First, let’s address how this would come up. As our personal injury lawyers at Aronberg, Aronberg & Green know, the majority of personal injury disputes settle before litigation commences. More often than not, the parties feel that it will be too expensive to pursue a jury trial and opt to agree to a payment out-of-court. If a case never gets to trial, then § 90.610 has no practical applicability — except for in one important respect, which we will discuss below.
But if your personal injury case goes to trial, you may very well choose to testify. If you do, Florida Statute § 90.610 — part of the Evidence section of the state statutes — says that certain prior convictions can be used to impeach your credibility. In other words, on cross-examination, the defendant’s lawyer can use certain types of prior criminal convictions to imply that the jury should not necessarily believe you are telling the truth.
Florida Statute § 90.610 provides that a party (in this case, the defendant, through his or her lawyer) may attack the credibility of any witness (including you, the plaintiff) by evidence that the witness has been convicted of a crime punishable by death or imprisonment in excess of 1 year or if the crime involved “dishonesty or a false statement” regardless of the punishment. In plain language, our personal injury lawyers know, that means that the defense lawyer can impeach your credibility with evidence that you have either been convicted of a felony or of any other crime involving dishonesty or a false statement. In Florida, a crime involving dishonesty or a false statement may include crimes such as fraud, theft, etc.

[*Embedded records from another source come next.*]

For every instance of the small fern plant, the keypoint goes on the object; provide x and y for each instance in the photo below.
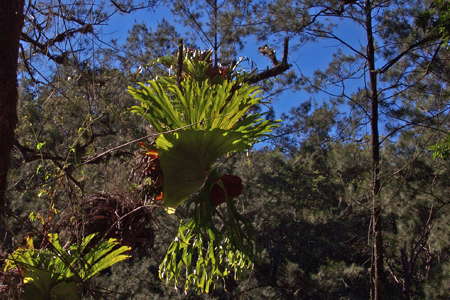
(59, 272)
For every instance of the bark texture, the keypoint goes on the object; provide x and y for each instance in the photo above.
(11, 22)
(377, 266)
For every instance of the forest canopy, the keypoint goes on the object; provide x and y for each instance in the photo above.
(160, 165)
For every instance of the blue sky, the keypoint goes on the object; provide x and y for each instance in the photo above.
(308, 57)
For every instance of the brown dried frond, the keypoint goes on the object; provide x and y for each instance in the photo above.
(120, 216)
(10, 284)
(146, 174)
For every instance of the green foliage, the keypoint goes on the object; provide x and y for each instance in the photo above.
(58, 272)
(200, 256)
(442, 149)
(212, 119)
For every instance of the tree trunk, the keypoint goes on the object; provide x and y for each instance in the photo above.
(11, 22)
(377, 268)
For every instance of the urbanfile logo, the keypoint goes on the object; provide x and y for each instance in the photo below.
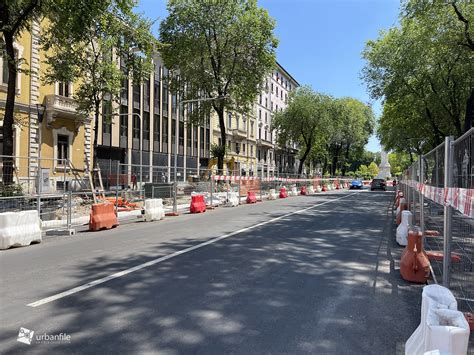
(25, 336)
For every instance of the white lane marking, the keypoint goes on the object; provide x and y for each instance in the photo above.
(169, 256)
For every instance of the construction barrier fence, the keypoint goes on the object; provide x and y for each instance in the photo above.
(439, 191)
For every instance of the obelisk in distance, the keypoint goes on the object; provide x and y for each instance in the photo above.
(384, 167)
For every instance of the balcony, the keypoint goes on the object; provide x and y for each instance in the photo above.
(63, 107)
(239, 133)
(264, 143)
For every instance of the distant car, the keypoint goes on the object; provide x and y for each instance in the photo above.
(378, 184)
(356, 184)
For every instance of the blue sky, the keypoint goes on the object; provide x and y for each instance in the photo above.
(321, 40)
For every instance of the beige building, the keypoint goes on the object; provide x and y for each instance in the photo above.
(48, 132)
(251, 141)
(241, 142)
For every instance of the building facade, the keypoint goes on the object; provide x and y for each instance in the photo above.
(49, 134)
(140, 135)
(251, 141)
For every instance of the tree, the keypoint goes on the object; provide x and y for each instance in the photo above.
(15, 16)
(373, 169)
(423, 72)
(98, 47)
(304, 121)
(222, 50)
(351, 129)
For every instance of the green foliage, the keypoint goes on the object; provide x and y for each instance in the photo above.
(221, 49)
(373, 169)
(306, 121)
(423, 70)
(399, 162)
(9, 190)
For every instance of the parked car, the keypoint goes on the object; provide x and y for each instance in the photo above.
(356, 184)
(378, 184)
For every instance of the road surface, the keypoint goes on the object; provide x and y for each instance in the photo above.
(309, 274)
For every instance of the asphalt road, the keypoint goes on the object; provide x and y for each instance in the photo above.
(322, 280)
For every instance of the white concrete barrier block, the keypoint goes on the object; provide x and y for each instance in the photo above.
(232, 199)
(293, 191)
(442, 327)
(154, 210)
(402, 229)
(19, 228)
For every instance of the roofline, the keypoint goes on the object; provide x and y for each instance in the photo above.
(286, 72)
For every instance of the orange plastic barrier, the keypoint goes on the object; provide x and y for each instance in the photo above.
(198, 205)
(251, 197)
(102, 217)
(283, 192)
(397, 198)
(303, 190)
(414, 264)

However, that rule of evidence has certain exceptions applicable to our personal injury case scenario:
- First, the evidence cannot be used in the civil trial if it is “so remote in time as to have no bearing on the present character of the witness.” In other words, if a person brings a personal injury suit in 2017 and they were convicted of a felony in 1965, evidence of the conviction may not come in to evidence.
- Second, evidence of juvenile adjudications can’t be admitted for impeachment under § 90.610.
- Lastly, nothing in § 90.610 affects whether or not evidence is otherwise admissible under other evidence sections of the Florida statutes, including § 90.404 or § 90.608.
Earlier, we discussed how most cases settle. But even in the settlement stage, the Florida Rule of Evidence providing for the use of prior convictions to impeach can be used to the benefit of a defendant. As our personal injury lawyers know, a defendant and his or her lawyer may pressure a plaintiff into settling by implying that if the plaintiff gets on the stand in a trial, their lawyer will use their prior conviction against them. Thus, and unfortunately, the fact of a prior conviction admissible under § 90.610 can be used as leverage in the settlement process.
Having the law on your side is a good thing. But knowing the law, and all of its intricacies, can be even more important. This issue is one of many which demonstrate why it’s so important that you retain a skilled personal injury lawyer to handle your injury case. And when you do retain an attorney, it is vital that you tell him or her about anything which may be relevant to your case. And, as we have discussed in this blog, whether or not you have a prior conviction can affect how your case turns out.